The standard legal definition of assault is to intentionally give someone reasonable apprehension of offensive contact or imminent harm. Essentially, to commit assault is to make someone believe there is a reason to fear immediate danger or some form of unwanted touching will follow threatening conduct. The victim doesn’t have to be physically touched for an assault to occur. 

Additionally, this is why it is an assault and not a battery. All that is needed is fear of the harm of offensive touching taking place. There are two forms of assault: simple assault, and criminal assault. The difference between the two types of assault is further explained below.

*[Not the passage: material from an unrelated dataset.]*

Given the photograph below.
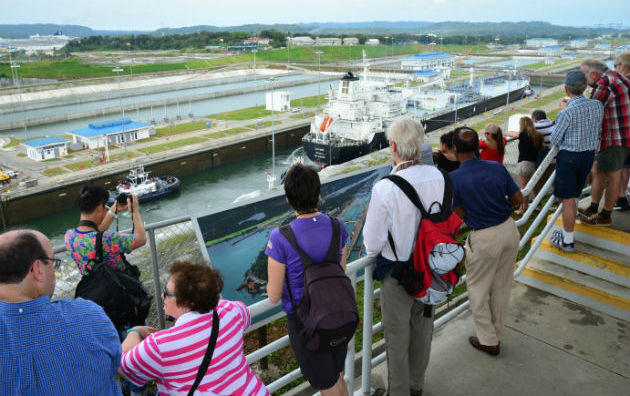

Will Simple Assault Stay on My Record?

In most states, simple assault is a misdemeanor. A misdemeanor is a criminal act punishable by a fine or less than a year in jail, not an actual prison facility. A misdemeanor will attach to your record. However, most are removable by an expungement process. This process does require an attorney.

What is the Difference Between Simple Assault and Criminal Assault?

As discussed above, simple assault is only a misdemeanor. However, criminal assault is a simple assault coupled with aggravating criminal activity or a felony, such as attempting to rob someone a gunpoint. Robbery is a felony, and the presence of a gun used to invoke fear is enough to prove the elements of assault. It is important to note that even an attempted felony (meaning the crime is not completed) is still enough for a felony assault charge. How, because even if the accused fail to complete the robbery, the assault using the gun already took place.

Additionally, the amount of time spent in prison for a criminal assault charge varies from state to state, as well as the charges attached to criminal activity or felony. Such that, attempting to engage in sexual activity with an underage child, verses assaulting a police officer. These crimes will probably have a different sentence attached.

What Are the Elements Needed to Prove Assault?

To prove an assault took place, the following elements/actions must have occurred;

  1. Intent: The act must have been intentional, meaning, the individual charged with assault must have meant to scare the victim in some way;
  2. Reasonable apprehension: The victim must have feared something was actually about to happen. An example of reasonable fear would be to chase someone with a metal bat and screaming threats of hitting them. The victim must honestly believe they are about to get attacked by the person running toward them; and
  3. Imminent danger: This means the act of immediately fear of harm as a result of the threatening act. However, the mere threat of an action to take place in the future does not qualify as imminent danger. For example, suppose the individual being chased in the above case can see the bat and the person coming towards them. The bat never actually needs to make contact with the person because the chasing and the presence of the bat induce fear of an immediate injury. Therefore, the victim does not need to be harmed to have an assault.

What Are the Defenses for Simple Assault?

State laws vary regarding assault defenses. The list of the following defenses may not apply in all states:

  • Consent: This is when the victim gives permission for your actions. Any actions outside of the boundaries set by the victim is no longer consent. Also, in some situation’s individuals under the age of majority can not give consent;
  • Self-defense, defense of others and defense of property: If you are the initial actor who causes the problem, it is unlikely that you will be able to use self-defense as a defense;
  • Fabrication by the victim: Here, the situation was not as bad as the victim explained to them, such that the victim had no reason to fear any harm was going to happen. Also, there was no actual reason to think an offensive touching was about to occur;
  • Mistaken identity: If you legitimately thought the victim was someone else at the time the assault occurred, this may amount a defense; and
  • Accident:  Accidents are not intentional. Remember, the action must be an intentional act. However, if you were deliberate meaning to assault someone but instead scared the person next to them, you may now be liable for two counts of simple assault.

Do I Need an Attorney for Help with a Simple Assault Case?

You will need to contact a criminal defense attorney if you are charged with simple assault. It is best to have someone explain all of your options and defenses in dept. You may also be facing a fine and or jail time. It is best not to go into this situation without the professional help of someone trained in this area.